Nissan Motorsport will run its newly designed cockpit leg protection device at this weekend’s Red Rooster Sydney Super Sprint.
Rick Kelly will be the first of the four car operation to run the carbon fibre system on his Sengled Nissan Altima at Sydney Motorsport Park this weekend.
Supercars introduced new rules earlier this year in a bid to reduce the risk of injuries during crashes following Chaz Mostert’s high profile incident at the 2015 Supercheap Auto Bathurst 1000.
DJR Team Penske first developed a carbon fibre leg protection tray which made its debut last year. The design has since been adopted by Prodrive and Mobil 1 HSV Racing this season.
Nissan is not the only team to develop its own device with Triple Eight and Garry Rogers Motorsport all electing to design bespoke components to fit their cars.
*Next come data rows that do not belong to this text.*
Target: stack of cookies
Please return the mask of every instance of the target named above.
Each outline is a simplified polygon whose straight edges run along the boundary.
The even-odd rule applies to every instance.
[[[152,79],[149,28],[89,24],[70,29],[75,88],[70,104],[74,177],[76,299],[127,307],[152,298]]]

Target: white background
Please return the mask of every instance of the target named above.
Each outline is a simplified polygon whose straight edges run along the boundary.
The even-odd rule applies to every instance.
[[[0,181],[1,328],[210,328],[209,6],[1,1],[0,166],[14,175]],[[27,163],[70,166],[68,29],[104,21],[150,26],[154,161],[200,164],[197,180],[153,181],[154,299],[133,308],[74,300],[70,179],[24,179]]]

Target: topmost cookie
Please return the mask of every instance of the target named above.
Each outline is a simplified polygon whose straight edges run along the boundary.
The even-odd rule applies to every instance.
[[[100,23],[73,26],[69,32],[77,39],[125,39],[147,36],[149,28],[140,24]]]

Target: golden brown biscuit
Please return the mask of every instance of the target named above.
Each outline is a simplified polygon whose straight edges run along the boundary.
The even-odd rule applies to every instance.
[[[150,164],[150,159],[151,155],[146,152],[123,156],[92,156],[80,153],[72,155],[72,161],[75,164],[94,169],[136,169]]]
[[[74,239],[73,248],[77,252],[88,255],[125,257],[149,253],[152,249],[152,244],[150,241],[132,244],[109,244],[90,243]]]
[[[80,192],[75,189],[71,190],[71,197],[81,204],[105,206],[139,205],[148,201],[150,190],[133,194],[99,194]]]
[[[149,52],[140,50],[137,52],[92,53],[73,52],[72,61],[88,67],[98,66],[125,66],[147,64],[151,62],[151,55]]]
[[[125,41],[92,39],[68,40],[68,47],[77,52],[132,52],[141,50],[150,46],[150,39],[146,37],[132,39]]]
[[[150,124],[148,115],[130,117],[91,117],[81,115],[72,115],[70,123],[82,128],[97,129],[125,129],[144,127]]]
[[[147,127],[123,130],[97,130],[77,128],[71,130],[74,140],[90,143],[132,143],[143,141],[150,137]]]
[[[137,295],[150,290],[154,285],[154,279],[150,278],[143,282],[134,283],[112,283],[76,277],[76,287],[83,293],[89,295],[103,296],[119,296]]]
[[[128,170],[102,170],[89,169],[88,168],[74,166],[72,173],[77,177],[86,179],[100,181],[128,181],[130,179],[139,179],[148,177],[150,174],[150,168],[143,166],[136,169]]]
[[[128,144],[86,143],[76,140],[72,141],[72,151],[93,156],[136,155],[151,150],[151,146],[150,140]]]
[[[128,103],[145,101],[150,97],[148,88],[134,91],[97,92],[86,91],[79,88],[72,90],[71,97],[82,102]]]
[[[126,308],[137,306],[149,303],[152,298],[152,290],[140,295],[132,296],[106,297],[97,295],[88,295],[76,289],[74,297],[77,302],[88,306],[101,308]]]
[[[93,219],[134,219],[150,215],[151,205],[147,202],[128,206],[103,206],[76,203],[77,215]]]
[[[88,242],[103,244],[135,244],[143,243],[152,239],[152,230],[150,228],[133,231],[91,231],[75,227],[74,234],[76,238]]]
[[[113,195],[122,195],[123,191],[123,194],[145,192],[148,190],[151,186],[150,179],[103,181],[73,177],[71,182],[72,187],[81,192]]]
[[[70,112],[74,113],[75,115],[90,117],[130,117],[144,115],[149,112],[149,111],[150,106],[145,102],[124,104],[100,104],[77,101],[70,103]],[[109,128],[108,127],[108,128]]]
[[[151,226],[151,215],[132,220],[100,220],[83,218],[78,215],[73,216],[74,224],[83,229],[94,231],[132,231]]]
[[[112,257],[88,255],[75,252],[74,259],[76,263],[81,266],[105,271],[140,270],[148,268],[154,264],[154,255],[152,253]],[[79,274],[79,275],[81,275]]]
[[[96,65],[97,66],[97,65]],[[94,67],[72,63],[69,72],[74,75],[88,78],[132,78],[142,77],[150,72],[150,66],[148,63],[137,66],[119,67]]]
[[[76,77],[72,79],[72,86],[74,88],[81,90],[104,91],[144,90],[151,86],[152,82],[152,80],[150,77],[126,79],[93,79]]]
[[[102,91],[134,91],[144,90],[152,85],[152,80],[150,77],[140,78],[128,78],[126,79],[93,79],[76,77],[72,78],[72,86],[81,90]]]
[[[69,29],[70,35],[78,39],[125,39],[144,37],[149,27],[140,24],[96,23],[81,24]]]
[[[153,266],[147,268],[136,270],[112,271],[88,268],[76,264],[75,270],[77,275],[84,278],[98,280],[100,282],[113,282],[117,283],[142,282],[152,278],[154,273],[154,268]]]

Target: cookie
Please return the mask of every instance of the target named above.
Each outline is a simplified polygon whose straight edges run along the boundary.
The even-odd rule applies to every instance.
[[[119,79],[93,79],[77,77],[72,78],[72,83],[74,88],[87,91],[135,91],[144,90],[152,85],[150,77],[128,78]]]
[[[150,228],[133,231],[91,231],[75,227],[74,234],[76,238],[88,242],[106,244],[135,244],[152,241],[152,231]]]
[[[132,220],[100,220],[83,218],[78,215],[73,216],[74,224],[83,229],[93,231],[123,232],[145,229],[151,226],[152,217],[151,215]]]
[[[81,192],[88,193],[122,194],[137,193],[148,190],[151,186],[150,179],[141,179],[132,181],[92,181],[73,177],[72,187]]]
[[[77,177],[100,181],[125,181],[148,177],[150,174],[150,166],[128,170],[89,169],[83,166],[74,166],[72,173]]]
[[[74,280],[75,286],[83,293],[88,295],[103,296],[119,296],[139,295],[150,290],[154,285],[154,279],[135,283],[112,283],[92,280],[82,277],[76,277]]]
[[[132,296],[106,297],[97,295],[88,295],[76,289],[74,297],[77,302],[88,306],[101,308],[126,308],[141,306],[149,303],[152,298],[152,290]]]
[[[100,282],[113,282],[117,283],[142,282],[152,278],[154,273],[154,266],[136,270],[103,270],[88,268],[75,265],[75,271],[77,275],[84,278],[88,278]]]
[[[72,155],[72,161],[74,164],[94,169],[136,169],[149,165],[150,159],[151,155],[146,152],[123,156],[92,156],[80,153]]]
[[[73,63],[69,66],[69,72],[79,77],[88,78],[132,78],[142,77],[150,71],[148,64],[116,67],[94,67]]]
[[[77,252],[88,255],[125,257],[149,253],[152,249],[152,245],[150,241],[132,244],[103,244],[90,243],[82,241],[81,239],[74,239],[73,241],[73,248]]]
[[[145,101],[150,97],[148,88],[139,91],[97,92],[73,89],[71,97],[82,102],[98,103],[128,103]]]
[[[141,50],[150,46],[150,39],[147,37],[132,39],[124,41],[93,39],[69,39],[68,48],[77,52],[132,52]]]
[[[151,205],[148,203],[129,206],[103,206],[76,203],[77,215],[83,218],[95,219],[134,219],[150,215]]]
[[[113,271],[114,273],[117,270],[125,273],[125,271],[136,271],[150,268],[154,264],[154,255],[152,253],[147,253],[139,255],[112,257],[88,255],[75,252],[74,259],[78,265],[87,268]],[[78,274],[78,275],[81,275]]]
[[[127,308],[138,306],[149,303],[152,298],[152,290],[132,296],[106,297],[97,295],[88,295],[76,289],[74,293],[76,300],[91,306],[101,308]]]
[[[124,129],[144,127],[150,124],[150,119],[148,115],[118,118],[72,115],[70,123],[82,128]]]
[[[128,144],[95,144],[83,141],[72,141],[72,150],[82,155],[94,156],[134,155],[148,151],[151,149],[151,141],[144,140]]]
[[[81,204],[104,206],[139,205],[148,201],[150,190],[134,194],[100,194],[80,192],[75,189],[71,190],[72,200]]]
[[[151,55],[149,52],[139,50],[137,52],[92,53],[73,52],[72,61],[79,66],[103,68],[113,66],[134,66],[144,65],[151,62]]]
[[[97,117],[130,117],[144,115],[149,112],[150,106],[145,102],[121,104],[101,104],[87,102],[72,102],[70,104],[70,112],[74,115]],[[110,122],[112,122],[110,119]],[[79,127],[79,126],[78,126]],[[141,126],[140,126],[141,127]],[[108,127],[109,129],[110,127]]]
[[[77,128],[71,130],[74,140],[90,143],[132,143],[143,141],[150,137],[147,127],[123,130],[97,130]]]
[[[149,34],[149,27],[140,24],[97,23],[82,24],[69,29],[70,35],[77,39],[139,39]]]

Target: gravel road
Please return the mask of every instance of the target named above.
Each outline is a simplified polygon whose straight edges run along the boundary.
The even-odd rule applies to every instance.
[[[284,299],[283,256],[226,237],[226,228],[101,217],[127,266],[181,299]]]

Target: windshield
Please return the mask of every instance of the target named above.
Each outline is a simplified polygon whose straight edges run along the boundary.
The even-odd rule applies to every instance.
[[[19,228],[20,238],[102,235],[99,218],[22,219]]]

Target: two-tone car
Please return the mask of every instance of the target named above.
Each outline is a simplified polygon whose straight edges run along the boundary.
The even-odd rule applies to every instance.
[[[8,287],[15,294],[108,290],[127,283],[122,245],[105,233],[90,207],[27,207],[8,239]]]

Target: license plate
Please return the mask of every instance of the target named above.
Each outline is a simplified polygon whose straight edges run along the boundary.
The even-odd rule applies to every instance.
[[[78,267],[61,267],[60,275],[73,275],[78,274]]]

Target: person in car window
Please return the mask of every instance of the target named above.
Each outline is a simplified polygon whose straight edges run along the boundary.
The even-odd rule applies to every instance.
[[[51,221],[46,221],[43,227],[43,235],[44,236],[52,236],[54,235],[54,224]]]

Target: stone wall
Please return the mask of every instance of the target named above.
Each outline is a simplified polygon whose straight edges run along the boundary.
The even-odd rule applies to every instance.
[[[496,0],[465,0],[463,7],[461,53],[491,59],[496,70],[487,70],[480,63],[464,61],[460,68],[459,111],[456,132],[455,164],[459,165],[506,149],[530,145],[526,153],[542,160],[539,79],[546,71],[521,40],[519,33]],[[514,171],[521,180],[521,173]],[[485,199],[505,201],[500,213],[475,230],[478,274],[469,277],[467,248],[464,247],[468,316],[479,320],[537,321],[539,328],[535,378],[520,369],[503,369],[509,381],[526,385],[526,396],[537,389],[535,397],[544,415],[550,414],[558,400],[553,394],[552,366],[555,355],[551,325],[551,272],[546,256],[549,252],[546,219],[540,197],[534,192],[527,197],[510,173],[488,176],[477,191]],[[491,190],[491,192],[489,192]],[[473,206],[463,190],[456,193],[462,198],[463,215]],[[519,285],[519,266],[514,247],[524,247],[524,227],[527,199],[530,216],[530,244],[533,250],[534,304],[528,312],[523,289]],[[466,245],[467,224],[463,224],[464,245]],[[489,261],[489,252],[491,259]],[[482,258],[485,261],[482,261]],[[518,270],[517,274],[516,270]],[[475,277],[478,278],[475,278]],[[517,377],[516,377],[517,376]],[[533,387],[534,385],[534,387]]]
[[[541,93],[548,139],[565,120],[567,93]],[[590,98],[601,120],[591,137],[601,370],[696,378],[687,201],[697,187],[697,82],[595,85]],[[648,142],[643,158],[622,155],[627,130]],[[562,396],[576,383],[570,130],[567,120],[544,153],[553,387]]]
Todd Kelly, co-owner of Nissan Motorsport, is keen to see how the concept performs.
“We didn’t have a lot of choice as far as how we implemented the leg protection system,” said Todd Kelly.
“Everything else available from other teams wouldn’t fit in our car for a number of reasons – there’s a number of clashes with how things are mounted and how things are made.
“We would have needed to cut up another team’s leg protection to the point where it really wasn’t worth trying to do that.
“It was actually easier to tool up and design our own, which is a pretty big job.
“You need to quite a bit of CAD work and it’s a specific design and material spec that Supercars have specified.
“The tooling, moulds and production is a reasonable exercise but a really good thing that the category is doing.
“It certainly makes you feel a little bit better as a driver knowing that the level of safety is improving above its already excellent standard.
“We’ve pushed on as hard as we could from the point we knew we needed to produce our own. So we are rolling out one this weekend in one of the cars and it looks really good.
“There’s been no issues with it at all. We’ll see how it performs this weekend and then have all cars running them, as per scheduled, for the enduros.”
The leg protection system will make its race event debut during Friday’s opening practice from 1250 AEST.